Après des déclarations menaçantes ces derniers jours de certains responsables européens sur le besoin pour le pays de continuer son programme de rigueur malgré la récession dans laquelle elle s'enfonce, la zone euro a fini par envoyer un message de soutien lundi soir, en réaffirmant son soutien "inébranlable" au maintien de la Grèce dans l'Union monétaire.
"La possibilité que la Grèce sorte de la zone euro n'a pas été l'objet de débat, personne n'a plaidé dans ce sens", a déclaré le président de l'Eurogroupe Jean-Claude Juncker, critiquant vertement la "propagande" de ceux qui évoquent la possibilité qu'Athènes en soit exclu.

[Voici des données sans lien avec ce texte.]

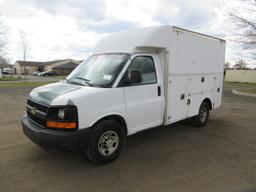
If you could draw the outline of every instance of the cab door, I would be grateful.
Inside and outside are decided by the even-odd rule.
[[[118,87],[124,88],[128,134],[163,122],[163,91],[155,60],[151,55],[134,56],[119,83]],[[129,81],[132,71],[140,72],[141,82]]]

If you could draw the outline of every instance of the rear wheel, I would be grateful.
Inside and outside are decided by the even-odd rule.
[[[87,157],[97,165],[110,163],[119,156],[125,140],[124,129],[119,123],[113,120],[97,123],[90,136]]]
[[[209,105],[206,102],[202,102],[199,108],[198,115],[192,117],[192,124],[197,127],[204,126],[209,118]]]

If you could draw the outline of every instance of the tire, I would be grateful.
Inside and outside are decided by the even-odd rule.
[[[101,121],[92,129],[87,157],[93,164],[108,164],[117,159],[125,141],[126,134],[119,123],[113,120]]]
[[[206,102],[202,102],[199,108],[198,115],[192,117],[192,124],[196,127],[204,126],[209,118],[209,105]]]

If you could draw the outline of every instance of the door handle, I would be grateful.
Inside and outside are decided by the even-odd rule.
[[[157,87],[157,95],[161,96],[161,87],[160,86]]]

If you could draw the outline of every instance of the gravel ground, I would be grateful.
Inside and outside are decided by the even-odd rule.
[[[225,85],[204,128],[181,122],[131,136],[106,166],[32,143],[20,125],[30,90],[0,89],[0,191],[256,191],[256,98],[234,88]]]

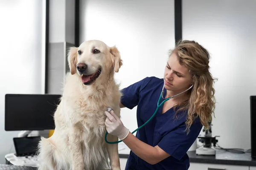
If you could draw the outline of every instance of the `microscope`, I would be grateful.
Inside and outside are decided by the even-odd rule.
[[[212,136],[212,125],[211,122],[208,123],[209,129],[206,130],[204,129],[203,132],[204,133],[204,136],[199,136],[199,142],[203,143],[203,146],[195,150],[195,153],[197,155],[215,155],[216,153],[214,147],[218,142],[216,139],[216,137],[219,136]]]

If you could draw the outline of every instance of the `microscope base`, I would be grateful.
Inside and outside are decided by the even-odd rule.
[[[205,147],[201,146],[195,150],[195,154],[203,155],[215,155],[216,151],[212,147]]]

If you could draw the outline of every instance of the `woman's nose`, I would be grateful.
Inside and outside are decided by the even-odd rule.
[[[167,73],[166,76],[167,79],[172,80],[173,79],[173,73],[171,71]]]

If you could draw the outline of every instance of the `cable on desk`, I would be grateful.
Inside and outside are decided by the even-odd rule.
[[[233,153],[246,153],[250,152],[250,149],[246,150],[241,148],[224,148],[220,146],[218,144],[216,144],[216,145],[218,146],[218,147],[215,147],[216,149],[222,149],[226,150],[226,151]]]

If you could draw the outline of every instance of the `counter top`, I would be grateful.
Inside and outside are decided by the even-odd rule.
[[[195,151],[187,153],[190,162],[256,166],[256,159],[252,159],[250,153],[236,153],[220,149],[216,151],[215,156],[197,155]]]
[[[122,144],[119,148],[119,157],[128,158],[130,151],[129,148]],[[217,149],[215,156],[197,155],[195,151],[188,151],[187,153],[190,162],[256,167],[256,159],[252,159],[250,153],[233,153]]]

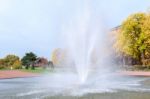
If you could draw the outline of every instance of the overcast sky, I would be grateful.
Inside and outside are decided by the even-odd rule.
[[[22,57],[33,51],[50,59],[62,47],[62,26],[87,0],[0,0],[0,57]],[[92,13],[108,28],[120,25],[131,13],[146,12],[150,0],[88,0]]]

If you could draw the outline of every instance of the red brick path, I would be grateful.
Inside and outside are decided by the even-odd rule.
[[[38,76],[38,74],[23,72],[20,70],[1,70],[0,71],[0,79],[35,77],[35,76]]]
[[[150,77],[150,72],[146,71],[122,71],[121,74],[129,76]]]

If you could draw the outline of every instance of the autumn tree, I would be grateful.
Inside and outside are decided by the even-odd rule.
[[[29,66],[32,66],[32,69],[34,69],[34,62],[36,61],[37,56],[33,52],[26,53],[25,56],[21,59],[22,65],[25,66],[26,69],[29,68]]]
[[[126,56],[131,56],[143,64],[145,52],[149,50],[149,14],[136,13],[130,15],[121,25],[117,33],[115,49]]]

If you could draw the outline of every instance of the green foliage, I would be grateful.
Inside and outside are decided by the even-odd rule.
[[[0,59],[0,69],[19,69],[21,68],[19,57],[16,55],[7,55],[5,58]],[[19,66],[17,66],[17,64]]]
[[[14,62],[14,64],[12,65],[13,69],[21,69],[22,65],[21,65],[21,61],[17,60]]]
[[[34,69],[34,65],[33,63],[36,61],[37,56],[30,52],[30,53],[26,53],[26,55],[21,59],[22,65],[24,65],[26,67],[26,69],[29,68],[30,65],[32,65],[32,69]]]
[[[5,65],[6,66],[12,66],[16,61],[19,61],[19,57],[15,55],[7,55],[5,58]]]

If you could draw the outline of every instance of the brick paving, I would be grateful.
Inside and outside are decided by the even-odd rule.
[[[20,70],[0,70],[0,79],[36,77],[38,74]]]

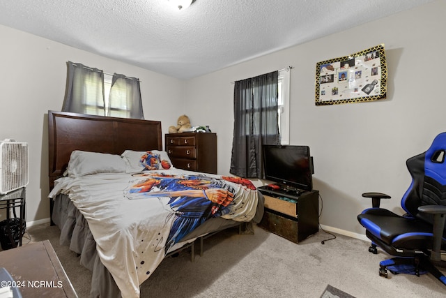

Tout en assurant que sur le fond, le plan ne serait pas renégocié, M. Juncker a évoqué une possible prolongation des délais de mise en oeuvre, dans une première ouverture aux revendications désormais avancées par tous les responsables grecs d'un assouplissement de la cure de rigueur.
Charles Dallara, le patron de l'Institut de la finance internationale (IIF), organisation basée à Washington qui regroupe les principales banques du monde et a négocié récemment le plan d'effacement de dette souveraine avec la Grèce, a également apporté un soutien imprévu à Athènes, selon les médias grecs.
"Je fais partie de ceux qui pensent qu'une sortie de la Grèce de la zone euro n'est pas courue d'avance", a-t-il affirmé sur la chaîne britannique Channel 4, reprise par le quotidien Kathimerini.
Par ailleurs, mardi, la Grèce a confirmé la profondeur de la récession dans laquelle elle s'enfonce, en raison notamment des mesures d'austérité qui la frappent. Le PIB du pays a chuté de 6,2% au premier semestre 2012, après quatre année consécutive de PIB négatif ou récession.
Et le pays a dû payer plus cher mardi pour lever de l'argent à court terme, avec un taux de 4,34% pour lever 1,3 milliard d'euros en bons du Trésor à trois mois, au lieu de 4,20% le 17 avril.